I don’t think I saw him up there at that time. The submarine crew would take a day or two off during our time for measuring trends on the lake. At that point we would move the pontoon boat over from a central data processing area (with computers and all the navigational aids we needed to follow the sub around the lake) to our trend boat to do our sampling. This would happen only those two days, because every other day the sub was in action. Some NPS people would work six or seven days a week; they wouldn’t take a day off. I made more money those summers in overtime than I made in regular time. We would go out at night, getting back at 2 a.m. after starting at seven in the morning. I’d get something to eat and be back out on the lake be eight o’clock and work until midnight. We could easily do a 16 hour day on the lake. Oceanographers are used to ship time. You have a ship on the ocean, you’re working day and night. You might have two crews working. We had one crew at work.

Several graduate students were out there. Jim McManus was one of them who got his Ph.D. in work involving Crater Lake. He would want to do some research, such as mapping the bottom of the lake. You can’t do that when the sub is in the water. The research boat has to be in communication, which means directly overhead so our underwater phones could talk to each other. When the sub was put away, the other research could happen-the other things that needed to be done. You couldn’t do that when the sub was in the water. The focus was on the sub for those dive days.

The money that came with it allowed a lot of things to happen at once?

The graduate students were probably being paid as research assistants. And they all had projects. The Ph.D. and the research assistants were all working together as one research team. There were thoughts thrown out that working on Crater Lake was more difficult then working on the ocean. On a ship you had every thing you needed, but on Wizard Island there were some things you had to call out for—getting them wasn’t simple. You had to go across the lake, then up the trail, drive around, and if you needed to go to Klamath Falls or Medford or Corvallis, holy mackerel. You are located a day or two away from getting anything if you found yourself short. Bob Collier’s wife, Pat, was instrumental in keeping the food in the right place at the right time. Coolers were running back and forth constantly. They were using House 19 as a food preparation place (21). The food would come down and you’d feed perhaps a dozen people down there. Navigators, managers for the sub, Park Service people, and all the research staff. We had quite a village down there on Wizard Island at that time.

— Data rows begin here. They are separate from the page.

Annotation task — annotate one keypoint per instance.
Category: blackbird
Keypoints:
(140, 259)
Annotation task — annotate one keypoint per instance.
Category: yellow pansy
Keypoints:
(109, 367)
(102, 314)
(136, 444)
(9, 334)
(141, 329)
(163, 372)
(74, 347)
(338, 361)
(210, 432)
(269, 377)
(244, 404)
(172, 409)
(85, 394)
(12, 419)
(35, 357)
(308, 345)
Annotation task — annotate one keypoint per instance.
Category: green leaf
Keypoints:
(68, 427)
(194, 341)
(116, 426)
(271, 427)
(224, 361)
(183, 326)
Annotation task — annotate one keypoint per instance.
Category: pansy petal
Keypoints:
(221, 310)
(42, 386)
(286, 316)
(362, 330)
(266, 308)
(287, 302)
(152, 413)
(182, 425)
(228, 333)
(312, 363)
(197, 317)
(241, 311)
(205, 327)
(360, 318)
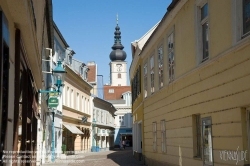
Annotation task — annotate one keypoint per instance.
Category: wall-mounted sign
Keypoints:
(84, 119)
(53, 102)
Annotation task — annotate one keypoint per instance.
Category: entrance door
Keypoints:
(207, 141)
(139, 138)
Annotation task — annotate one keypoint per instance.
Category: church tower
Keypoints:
(118, 65)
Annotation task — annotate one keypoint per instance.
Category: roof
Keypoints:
(170, 7)
(92, 73)
(60, 35)
(140, 43)
(115, 92)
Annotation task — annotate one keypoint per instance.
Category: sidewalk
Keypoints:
(110, 158)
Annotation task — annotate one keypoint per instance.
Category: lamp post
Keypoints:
(59, 75)
(94, 140)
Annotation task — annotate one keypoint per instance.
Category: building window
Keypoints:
(163, 136)
(94, 115)
(121, 120)
(97, 118)
(81, 71)
(246, 16)
(197, 136)
(207, 141)
(88, 107)
(82, 104)
(152, 73)
(160, 63)
(68, 97)
(102, 117)
(171, 62)
(204, 27)
(72, 99)
(70, 60)
(145, 75)
(154, 126)
(111, 90)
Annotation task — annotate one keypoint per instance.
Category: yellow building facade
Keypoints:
(76, 106)
(194, 73)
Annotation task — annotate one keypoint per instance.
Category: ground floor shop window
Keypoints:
(207, 141)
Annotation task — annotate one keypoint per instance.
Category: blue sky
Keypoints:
(89, 26)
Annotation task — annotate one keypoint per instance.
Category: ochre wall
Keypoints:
(218, 88)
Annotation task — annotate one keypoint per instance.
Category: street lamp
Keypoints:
(94, 139)
(59, 75)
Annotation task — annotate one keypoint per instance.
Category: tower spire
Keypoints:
(117, 19)
(117, 53)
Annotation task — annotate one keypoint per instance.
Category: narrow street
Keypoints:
(105, 158)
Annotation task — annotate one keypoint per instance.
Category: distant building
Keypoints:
(77, 106)
(118, 93)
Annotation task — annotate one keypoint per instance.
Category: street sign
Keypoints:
(53, 102)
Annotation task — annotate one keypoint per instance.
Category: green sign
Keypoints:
(53, 102)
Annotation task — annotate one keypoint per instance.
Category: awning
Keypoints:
(73, 129)
(126, 133)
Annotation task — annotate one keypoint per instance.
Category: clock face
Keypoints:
(119, 67)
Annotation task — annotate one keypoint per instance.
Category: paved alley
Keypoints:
(106, 158)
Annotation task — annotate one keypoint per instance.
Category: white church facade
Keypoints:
(119, 93)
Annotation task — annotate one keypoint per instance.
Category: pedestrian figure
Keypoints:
(121, 144)
(124, 144)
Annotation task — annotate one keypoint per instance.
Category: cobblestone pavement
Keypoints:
(106, 158)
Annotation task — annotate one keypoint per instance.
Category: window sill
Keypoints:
(197, 158)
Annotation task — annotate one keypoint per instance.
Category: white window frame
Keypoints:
(77, 102)
(171, 57)
(121, 120)
(111, 91)
(163, 136)
(154, 131)
(83, 104)
(161, 66)
(237, 21)
(72, 99)
(145, 79)
(198, 30)
(152, 73)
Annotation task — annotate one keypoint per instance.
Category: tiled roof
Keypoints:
(92, 73)
(115, 92)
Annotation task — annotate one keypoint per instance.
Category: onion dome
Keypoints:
(117, 54)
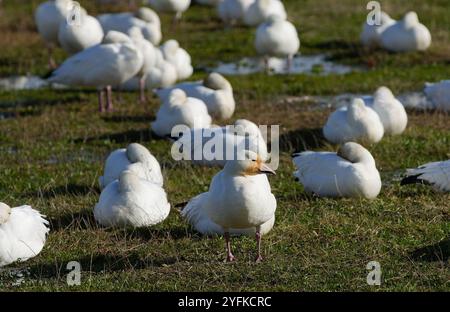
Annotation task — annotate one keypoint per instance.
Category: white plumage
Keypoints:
(131, 201)
(215, 91)
(406, 35)
(349, 173)
(354, 123)
(23, 232)
(135, 158)
(179, 109)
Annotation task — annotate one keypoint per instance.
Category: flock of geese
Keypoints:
(121, 50)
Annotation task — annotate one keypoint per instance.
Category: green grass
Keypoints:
(52, 154)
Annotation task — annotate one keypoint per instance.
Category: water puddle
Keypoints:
(301, 64)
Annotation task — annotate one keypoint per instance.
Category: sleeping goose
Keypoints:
(178, 109)
(239, 198)
(406, 35)
(436, 174)
(351, 172)
(131, 201)
(214, 90)
(23, 232)
(354, 123)
(135, 158)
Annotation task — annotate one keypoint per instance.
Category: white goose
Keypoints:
(179, 109)
(439, 94)
(406, 35)
(436, 174)
(214, 90)
(351, 172)
(120, 60)
(354, 123)
(131, 201)
(23, 232)
(371, 34)
(260, 10)
(144, 18)
(178, 57)
(391, 112)
(277, 37)
(135, 158)
(239, 197)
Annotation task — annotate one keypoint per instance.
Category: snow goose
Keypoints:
(131, 201)
(214, 90)
(239, 197)
(354, 123)
(406, 35)
(260, 10)
(277, 37)
(439, 94)
(371, 34)
(145, 19)
(178, 57)
(391, 112)
(135, 158)
(436, 174)
(77, 35)
(351, 172)
(178, 109)
(120, 60)
(23, 232)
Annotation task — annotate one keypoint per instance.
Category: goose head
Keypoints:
(249, 165)
(5, 212)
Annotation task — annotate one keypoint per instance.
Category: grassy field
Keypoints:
(52, 152)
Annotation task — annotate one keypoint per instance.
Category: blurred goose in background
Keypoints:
(239, 198)
(406, 35)
(439, 94)
(23, 232)
(144, 18)
(277, 37)
(131, 201)
(371, 34)
(391, 112)
(103, 66)
(260, 10)
(230, 143)
(436, 174)
(214, 90)
(178, 109)
(351, 172)
(354, 123)
(83, 32)
(135, 158)
(178, 57)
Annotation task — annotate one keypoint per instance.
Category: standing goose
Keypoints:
(135, 158)
(131, 201)
(436, 174)
(239, 197)
(23, 232)
(214, 90)
(351, 172)
(354, 123)
(120, 60)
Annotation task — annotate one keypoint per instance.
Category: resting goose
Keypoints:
(135, 158)
(436, 174)
(23, 232)
(131, 201)
(214, 90)
(239, 197)
(351, 172)
(179, 109)
(354, 123)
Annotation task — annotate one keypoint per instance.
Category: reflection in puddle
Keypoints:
(307, 64)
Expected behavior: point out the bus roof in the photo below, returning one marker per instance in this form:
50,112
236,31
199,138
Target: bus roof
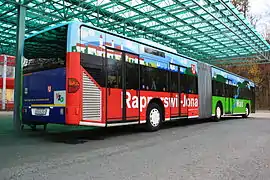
137,40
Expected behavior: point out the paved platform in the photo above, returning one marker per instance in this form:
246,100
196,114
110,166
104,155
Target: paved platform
234,148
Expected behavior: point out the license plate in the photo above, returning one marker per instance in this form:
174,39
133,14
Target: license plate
40,111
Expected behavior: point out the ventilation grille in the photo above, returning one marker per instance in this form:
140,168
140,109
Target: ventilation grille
91,100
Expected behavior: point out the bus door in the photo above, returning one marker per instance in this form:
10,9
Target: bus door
228,97
122,76
184,90
176,95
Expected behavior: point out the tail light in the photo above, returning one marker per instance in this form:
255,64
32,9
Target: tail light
73,85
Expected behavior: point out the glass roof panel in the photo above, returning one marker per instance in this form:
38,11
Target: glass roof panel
206,30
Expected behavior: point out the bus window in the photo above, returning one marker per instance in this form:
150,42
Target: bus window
132,76
114,74
46,50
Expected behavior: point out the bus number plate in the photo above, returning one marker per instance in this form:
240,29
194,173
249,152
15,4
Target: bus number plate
40,111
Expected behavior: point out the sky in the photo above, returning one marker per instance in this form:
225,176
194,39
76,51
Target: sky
261,8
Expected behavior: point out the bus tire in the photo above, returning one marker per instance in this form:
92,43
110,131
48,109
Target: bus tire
218,112
154,117
247,111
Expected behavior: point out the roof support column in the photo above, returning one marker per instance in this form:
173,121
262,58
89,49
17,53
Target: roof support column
4,76
18,68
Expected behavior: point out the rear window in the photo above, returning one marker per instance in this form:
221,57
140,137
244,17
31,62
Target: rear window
46,50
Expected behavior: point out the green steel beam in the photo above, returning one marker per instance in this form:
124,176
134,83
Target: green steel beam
18,69
208,31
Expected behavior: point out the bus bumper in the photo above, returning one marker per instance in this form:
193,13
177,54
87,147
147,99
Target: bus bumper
41,115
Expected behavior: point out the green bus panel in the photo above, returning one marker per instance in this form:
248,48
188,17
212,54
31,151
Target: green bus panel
230,105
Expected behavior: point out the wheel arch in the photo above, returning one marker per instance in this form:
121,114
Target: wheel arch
161,105
219,103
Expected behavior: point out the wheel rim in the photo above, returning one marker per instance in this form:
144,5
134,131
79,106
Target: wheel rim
218,112
247,111
154,117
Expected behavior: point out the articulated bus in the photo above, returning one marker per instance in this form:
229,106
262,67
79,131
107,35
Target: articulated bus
77,74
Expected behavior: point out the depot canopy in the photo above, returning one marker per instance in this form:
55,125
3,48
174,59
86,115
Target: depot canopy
207,30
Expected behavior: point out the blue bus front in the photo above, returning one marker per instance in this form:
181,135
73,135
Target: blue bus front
44,77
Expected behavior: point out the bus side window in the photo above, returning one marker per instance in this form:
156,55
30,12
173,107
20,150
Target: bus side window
114,74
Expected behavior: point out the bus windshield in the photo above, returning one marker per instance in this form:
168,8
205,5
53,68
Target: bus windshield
46,50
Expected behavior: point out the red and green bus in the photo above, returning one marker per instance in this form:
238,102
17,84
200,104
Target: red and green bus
77,74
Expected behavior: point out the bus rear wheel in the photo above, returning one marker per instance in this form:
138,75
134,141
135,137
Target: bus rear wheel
154,117
218,112
246,112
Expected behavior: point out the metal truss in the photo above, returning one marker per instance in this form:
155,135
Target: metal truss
212,31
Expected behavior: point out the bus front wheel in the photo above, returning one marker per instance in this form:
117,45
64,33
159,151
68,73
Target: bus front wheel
218,112
246,112
154,117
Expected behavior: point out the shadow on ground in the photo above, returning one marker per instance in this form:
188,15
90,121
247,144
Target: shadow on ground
79,135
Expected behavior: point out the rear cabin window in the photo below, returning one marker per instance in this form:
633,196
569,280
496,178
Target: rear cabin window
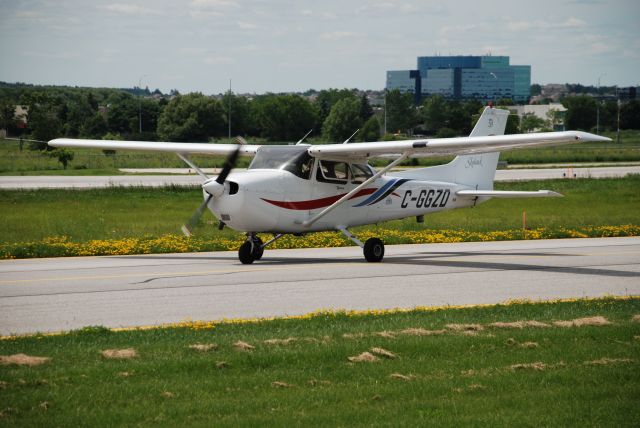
332,172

The one thing I didn’t realize at first was that the sub was electrical . The batteries in the boat would be charged each shift. Sleeping by the boathouse would be difficult. They couldn’t shut it off at night. Some of us took zodiacs around the island to sleep in other coves. There aren’t many places where you can throw your sleeping bag out on Wizard Island. We would carry plywood and throw a piece of it out for a floor and I would put my tent and sleeping bag on a cot. I was comfortable there. You really had to think about putting a tent up on Wizard Island. I mean, what do you tie it to? Those were good times. I really enjoyed all of it.